The combination of these things has put the “velocity of money” in the U.S. economy at a 50-year low. The velocity is the rate at which money changes hands in the economy. More specifically, the Fed induced low interest rates should increase demand for loans, and the private banking sector should increase the velocity of money in circulation to meet this demand. This has not happened as of yet. It will take private sector GDP growth, general inflation, and an uptick in consumer borrowing to reverse this money trend.
While consumer lending has been sluggish, institutional lending has not. Companies such as Blackstone and American Homes 4 Rent have purchased hundreds of thousands of homes across the U.S. recently—not to “flip”—but to manage as rental properties. They swept up these single family homes at bargain prices after the 2008 subprime mortgage crisis, paying cash or outbidding consumers using considerable leverage. Their strategy in this massive undertaking concurs with our primary argument as to why renting has become so appealing.
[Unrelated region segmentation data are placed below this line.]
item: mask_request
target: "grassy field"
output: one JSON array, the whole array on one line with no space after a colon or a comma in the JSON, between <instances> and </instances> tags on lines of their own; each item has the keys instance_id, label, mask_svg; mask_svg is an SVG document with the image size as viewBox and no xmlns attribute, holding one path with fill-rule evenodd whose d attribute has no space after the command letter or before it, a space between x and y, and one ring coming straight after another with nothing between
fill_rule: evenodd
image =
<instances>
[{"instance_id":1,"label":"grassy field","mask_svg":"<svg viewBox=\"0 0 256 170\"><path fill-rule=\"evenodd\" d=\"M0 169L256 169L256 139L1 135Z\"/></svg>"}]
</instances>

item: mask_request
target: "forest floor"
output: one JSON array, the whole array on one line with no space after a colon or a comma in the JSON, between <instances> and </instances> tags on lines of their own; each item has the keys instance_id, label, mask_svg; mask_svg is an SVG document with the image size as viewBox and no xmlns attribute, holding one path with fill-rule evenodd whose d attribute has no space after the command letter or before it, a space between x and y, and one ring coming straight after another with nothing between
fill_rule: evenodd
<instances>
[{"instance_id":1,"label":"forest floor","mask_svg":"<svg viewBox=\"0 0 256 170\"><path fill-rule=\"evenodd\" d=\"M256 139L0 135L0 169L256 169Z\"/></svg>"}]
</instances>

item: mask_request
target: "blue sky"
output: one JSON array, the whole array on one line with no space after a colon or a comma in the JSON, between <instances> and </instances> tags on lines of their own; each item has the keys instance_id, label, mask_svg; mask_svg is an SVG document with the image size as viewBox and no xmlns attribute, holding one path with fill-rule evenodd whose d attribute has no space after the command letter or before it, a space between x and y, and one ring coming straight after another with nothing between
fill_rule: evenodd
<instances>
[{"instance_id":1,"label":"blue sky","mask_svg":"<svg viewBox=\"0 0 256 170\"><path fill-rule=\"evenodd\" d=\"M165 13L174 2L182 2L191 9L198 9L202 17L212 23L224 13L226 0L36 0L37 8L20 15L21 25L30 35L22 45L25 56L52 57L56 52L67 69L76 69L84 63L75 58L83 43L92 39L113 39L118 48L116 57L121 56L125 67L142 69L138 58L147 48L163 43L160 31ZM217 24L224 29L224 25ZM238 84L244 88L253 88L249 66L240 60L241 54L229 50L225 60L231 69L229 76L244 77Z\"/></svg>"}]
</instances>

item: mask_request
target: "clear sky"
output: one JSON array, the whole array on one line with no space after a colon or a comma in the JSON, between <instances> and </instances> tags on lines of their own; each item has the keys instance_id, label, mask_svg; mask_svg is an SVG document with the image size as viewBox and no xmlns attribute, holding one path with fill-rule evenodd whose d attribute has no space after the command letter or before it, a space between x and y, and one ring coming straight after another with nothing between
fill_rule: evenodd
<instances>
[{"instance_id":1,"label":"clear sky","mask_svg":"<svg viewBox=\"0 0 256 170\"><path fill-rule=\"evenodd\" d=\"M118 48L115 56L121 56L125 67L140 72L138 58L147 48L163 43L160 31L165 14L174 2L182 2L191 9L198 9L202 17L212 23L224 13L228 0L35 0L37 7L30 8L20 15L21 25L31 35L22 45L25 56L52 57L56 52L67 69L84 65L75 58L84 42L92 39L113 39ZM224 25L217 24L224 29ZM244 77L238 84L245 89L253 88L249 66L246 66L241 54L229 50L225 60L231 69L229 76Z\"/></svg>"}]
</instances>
Once the excess supply of distressed housing was removed from 2010 through 2012, especially in Southern California, price appreciation bounced back tremendously in 2013. The result in the winter of 2014 was the lowest home inventory level in 12 years. This lack of supply has left many qualified home buyers looking to sell and trade-up in quite a conundrum. The Wall Street Journal, a global newspaper, actually reported on this issue as it specifically related to Encinitas and Carlsbad earlier this year! San Diego area prices were rising so fast and home inventories falling so low, that sellers could make a profit on their home sale, but couldn’t find something else affordable to buy. So many people are staying put and hoping that higher prices entice more sellers to list, creating a larger
inventory of homes available for purchase.
A home may continue to be one of the largest assets in a family’s portfolio, but for the younger American, it may take more convincing than in days past. The demographic shifts and economic headwinds have made renting more appealing, and may be the new norm for middle class families of the future.
1 WSJ – Housing Numbers Reflect Shift in American Dream, 6/16/14
2 The “Great Recession” also known as the “financial crisis” or “subprime mortgage crisis” of 2007-2008.